Spot Market: (1) Shanghai: On June 30, SMM #1 copper cathode spot premiums against the front-month 2507 contract were reported at 100-160 yuan/mt, averaging 130 yuan/mt, up 20 yuan/mt from the previous session. SMM #1 copper cathode prices stood at 79,860-80,120 yuan/mt. Early SHFE copper futures fluctuated wildly, briefly spiking to 80,080 yuan/mt before plunging to 79,690 yuan/mt, then rebounding on short-covering to return near 80,000 yuan/mt by the morning close. The backwardation spread between nearby contracts widened, fluctuating between 150-210 yuan/mt during the morning session. Trading activity remained stalemated as traders actively sought lower-priced cargoes in the final trading days of the month. Spot premiums are expected to remain firm on July 1 but could face pressure from widening spreads.

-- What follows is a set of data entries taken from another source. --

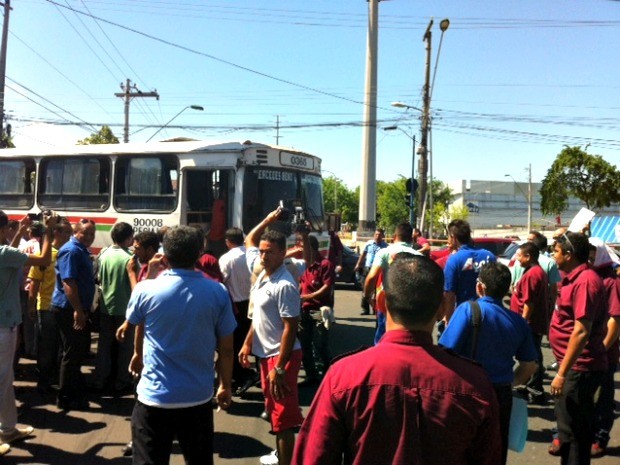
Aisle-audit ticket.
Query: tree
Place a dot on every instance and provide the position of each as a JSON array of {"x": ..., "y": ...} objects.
[
  {"x": 104, "y": 136},
  {"x": 392, "y": 207},
  {"x": 577, "y": 173},
  {"x": 335, "y": 191}
]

(2) Guangdong: On June 30, Guangdong #1 copper cathode spot premiums against the front-month contract stood at 30-100 yuan/mt, averaging 65 yuan/mt, down 30 yuan/mt from the previous session. SX-EW copper was quoted at discounts of 30-10 yuan/mt, averaging 20 yuan/mt discount, down 10 yuan/mt from the previous session. Guangdong #1 copper cathode averaged 79,940 yuan/mt, down 130 yuan/mt from the previous session, while SX-EW copper averaged 79,850 yuan/mt, down 110 yuan/mt. Trading activity remained mediocre amid year-end settlements, with weaker overall participation compared to last Friday.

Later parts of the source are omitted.